Dynamic Programming for shortest subsequence that is not a subsequence of two strings

Question

Problem: Given two sequences s1 and s2 of '0' and '1'return the shortest sequence that is a subsequence of neither of the two sequences.

E.g. s1 = '011' s2 = '1101' Return s_out = '00' as one possible result.

Note that substring and subsequence are different where substring the characters are contiguous but in a subsequence that needs not be the case.

My question: How is dynamic programming applied in the "Solution Provided" below and what is its time complexity?

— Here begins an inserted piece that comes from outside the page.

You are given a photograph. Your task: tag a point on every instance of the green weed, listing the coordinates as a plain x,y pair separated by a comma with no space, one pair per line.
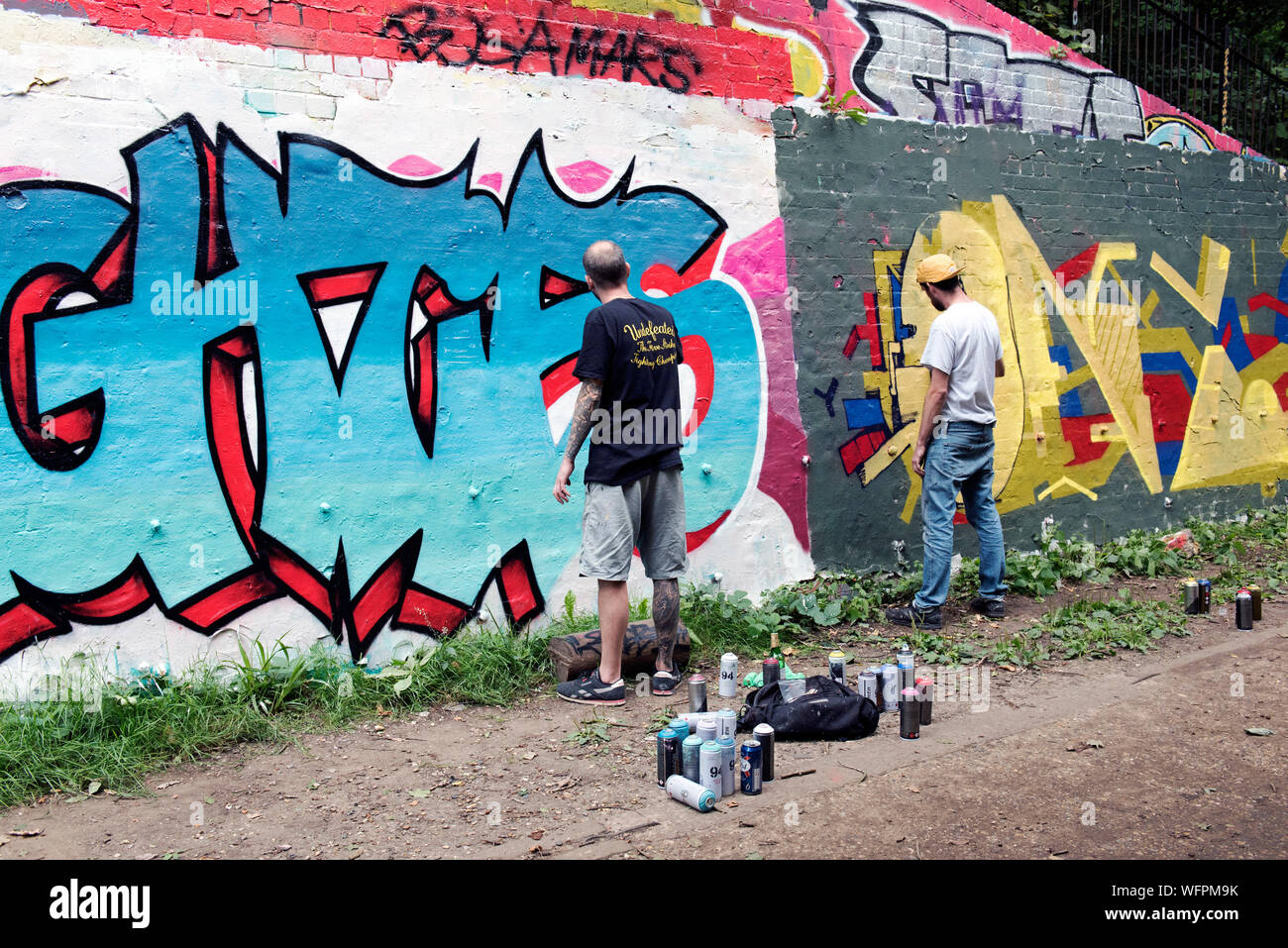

My attempt involves computing all the subsequences for each string giving sub1 and sub2. Append a '1' or a '0' to each sub1 and determine if that new subsequence is not present in sub2.Find the minimum length one. Here is my code:

My Solution

def get_subsequences(seq, index, subs, result): 
    if index == len(seq): 
        if subs: 
            result.add(''.join(subs))
    else:
        get_subsequences(seq, index + 1, subs, result)
        get_subsequences(seq, index + 1, subs + [seq[index]], result)

def get_bad_subseq(subseq):
    min_sub = ''
    length = float('inf')
    for sub in subseq:
        for char in ['0', '1']:
            if len(sub) + 1 < length and sub + char not in subseq:
                length = len(sub) + 1
                min_sub = sub + char
    return min_sub

Solution Provided (not mine)

How does it work and its time complexity?

It looks that the below solution looks similar to: http://kyopro.hateblo.jp/entry/2018/12/11/100507

def set_nxt(s, nxt):
    n = len(s)
    idx_0 = n + 1
    idx_1 = n + 1
    for i in range(n, 0, -1):
        nxt[i][0] = idx_0
        nxt[i][1] = idx_1
        if s[i-1] == '0':
            idx_0 = i
        else:
            idx_1 = i
    nxt[0][0] = idx_0
    nxt[0][1] = idx_1

def get_shortest(seq1, seq2):
    len_seq1 = len(seq1)
    len_seq2 = len(seq2)
    nxt_seq1 = [[len_seq1 + 1 for _ in range(2)] for _ in range(len_seq1 + 2)] 
    nxt_seq2 = [[len_seq2 + 1 for _ in range(2)] for _ in range(len_seq2 + 2)] 

    set_nxt(seq1, nxt_seq1)
    set_nxt(seq2, nxt_seq2)

    INF = 2 * max(len_seq1, len_seq2)
    dp = [[INF for _ in range(len_seq2 + 2)] for _ in range(len_seq1 + 2)]
    dp[len_seq1 + 1][len_seq2 + 1] = 0
    for i in range( len_seq1 + 1, -1, -1):
        for j in range(len_seq2 + 1, -1, -1):
            for k in range(2):
                if dp[nxt_seq1[i][k]][nxt_seq2[j][k]] < INF:
                    dp[i][j] = min(dp[i][j], dp[nxt_seq1[i][k]][nxt_seq2[j][k]] + 1);

    res = ""
    i = 0
    j = 0
    while i <= len_seq1 or j <= len_seq2:
        for k in range(2):
            if (dp[i][j] == dp[nxt_seq1[i][k]][nxt_seq2[j][k]] + 1):
                i = nxt_seq1[i][k]
                j = nxt_seq2[j][k]
                res += str(k)
                break;
    return res

btilly · Accepted Answer · 2021-10-25T01:42:12.200

I am not going to work it through in detail, but the idea of this solution is to create a 2-D array of every combinations of positions in the one array and the other. It then populates this array with information about the shortest sequences that it finds that force you that far.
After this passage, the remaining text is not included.